I think youre just another guy trying to take advantage of a young naive innocent girl
you're not innocent... Once you have taken it in the turd cutter you can't label yourself innocent.
dude 8 am is too early to start pregaming for new years eve
clearly you are not from wisconsin
Oscar is the man. He keeps getting pictures of hot nude women with messages in spanish saying "i hope you like it" sent to his phone
whose oscar?
the baller who i guess decided to give out a fake number at the bar last weekend. luckily that fake number was mine. i have enough porn to last me until next month.
while you've been gone this has kinda turned into some sort of fivesome-type thing. just thought i should warn you for when you get back
She told me I was lying in front of her toilet for an hour saying "lasers."
She just tagged pictures of you wrapped in the "above the influence banner" like a toga.
You force fed me chocolate chips and avocados for 3 hours and kept asking me about my trip to sweden when I was 4.
Remember that mom/daughter stripper team?
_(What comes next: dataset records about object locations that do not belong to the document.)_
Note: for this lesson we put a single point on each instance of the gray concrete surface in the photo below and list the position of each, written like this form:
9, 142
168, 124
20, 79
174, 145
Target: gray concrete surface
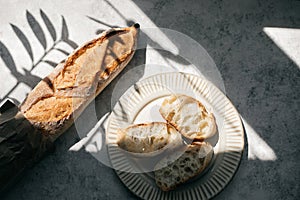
259, 67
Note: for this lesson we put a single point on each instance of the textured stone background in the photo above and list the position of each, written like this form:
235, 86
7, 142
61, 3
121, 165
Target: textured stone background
260, 78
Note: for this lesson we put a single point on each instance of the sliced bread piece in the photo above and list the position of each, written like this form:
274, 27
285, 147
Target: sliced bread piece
181, 166
188, 116
148, 138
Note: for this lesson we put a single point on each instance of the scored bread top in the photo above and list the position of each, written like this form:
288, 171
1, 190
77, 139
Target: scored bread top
65, 92
182, 165
188, 116
148, 138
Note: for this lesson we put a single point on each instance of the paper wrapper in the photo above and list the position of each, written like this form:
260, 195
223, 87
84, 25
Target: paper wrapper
21, 145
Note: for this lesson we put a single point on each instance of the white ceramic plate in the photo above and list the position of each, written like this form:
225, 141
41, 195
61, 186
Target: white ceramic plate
140, 104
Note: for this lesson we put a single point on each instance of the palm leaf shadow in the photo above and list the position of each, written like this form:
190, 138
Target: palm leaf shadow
37, 29
24, 40
28, 78
65, 34
48, 24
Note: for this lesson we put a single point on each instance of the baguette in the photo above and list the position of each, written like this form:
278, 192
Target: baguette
188, 116
149, 139
179, 167
59, 98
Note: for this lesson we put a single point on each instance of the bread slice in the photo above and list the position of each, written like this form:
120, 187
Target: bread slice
150, 138
188, 116
181, 166
60, 98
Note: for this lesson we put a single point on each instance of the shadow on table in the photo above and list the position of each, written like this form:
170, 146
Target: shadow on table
262, 82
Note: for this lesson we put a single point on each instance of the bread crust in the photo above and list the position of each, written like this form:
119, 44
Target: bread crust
171, 109
54, 104
148, 139
169, 173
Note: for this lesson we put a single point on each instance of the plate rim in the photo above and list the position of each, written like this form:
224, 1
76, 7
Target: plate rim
124, 175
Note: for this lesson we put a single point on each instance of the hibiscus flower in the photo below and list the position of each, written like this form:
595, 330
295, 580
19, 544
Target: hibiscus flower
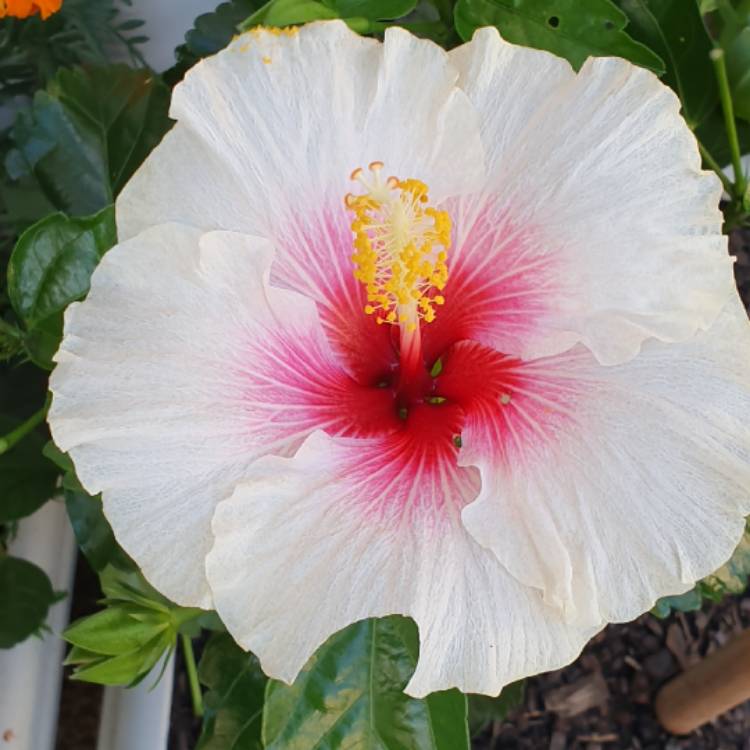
395, 330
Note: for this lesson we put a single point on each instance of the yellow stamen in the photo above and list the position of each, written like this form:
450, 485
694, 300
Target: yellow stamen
401, 248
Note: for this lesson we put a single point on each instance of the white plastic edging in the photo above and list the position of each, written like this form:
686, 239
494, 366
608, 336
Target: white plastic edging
31, 672
167, 21
137, 718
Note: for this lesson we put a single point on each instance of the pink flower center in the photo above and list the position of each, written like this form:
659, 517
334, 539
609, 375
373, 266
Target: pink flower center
400, 256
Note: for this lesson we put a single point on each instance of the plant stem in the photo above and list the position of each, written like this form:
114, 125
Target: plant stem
195, 688
725, 181
15, 436
720, 68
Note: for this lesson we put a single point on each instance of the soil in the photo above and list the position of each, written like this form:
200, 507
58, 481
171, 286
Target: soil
604, 701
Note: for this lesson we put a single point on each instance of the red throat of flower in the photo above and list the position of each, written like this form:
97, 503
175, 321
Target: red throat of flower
400, 255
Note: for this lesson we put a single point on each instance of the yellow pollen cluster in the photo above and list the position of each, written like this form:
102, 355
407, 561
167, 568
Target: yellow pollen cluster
401, 248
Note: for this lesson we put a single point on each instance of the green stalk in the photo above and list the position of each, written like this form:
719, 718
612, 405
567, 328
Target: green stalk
715, 166
195, 688
720, 68
15, 436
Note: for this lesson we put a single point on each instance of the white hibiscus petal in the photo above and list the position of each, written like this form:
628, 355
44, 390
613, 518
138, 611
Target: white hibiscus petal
179, 369
609, 487
347, 530
270, 129
598, 177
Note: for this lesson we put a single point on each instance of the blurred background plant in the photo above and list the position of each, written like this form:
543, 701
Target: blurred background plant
75, 128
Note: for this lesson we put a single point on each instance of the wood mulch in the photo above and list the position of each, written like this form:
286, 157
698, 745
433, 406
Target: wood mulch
604, 701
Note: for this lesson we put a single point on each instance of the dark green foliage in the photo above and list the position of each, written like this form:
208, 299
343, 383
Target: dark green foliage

Well i just met the ex husband/father in AA. WOW!!!! WOW....
He is really drunk but I just found $20 so it's like I am getting paid to babysit
I DESERVE A BEADED TATTOOED MAN I'VE WANTED ONE FOR SO LONG
BEARDED TATTOOED MEN ARE PEOPLE AND NOT THINGS TO BE GIVEN FREELY
I don't want to be Eskimo brothers with your dad
Every time I started to really hate the guys on tinder, the universe throws me a muscly beardy bone.
if anyone asks you the platypus in my bathtub is a gift...thats all anyone needs to know
I still dont see how i drunkenly impressed your mom
I woke up under the kitchen table. Andy is cursing out Joe Exotic's name in between heaves in the bathroom. Jay is trying to sleep w/ a shirt tied over his eyes. Lena and Brad braved the sun to go get bloody mary supplies and food. I'd say the Tiger King drinking game was a success.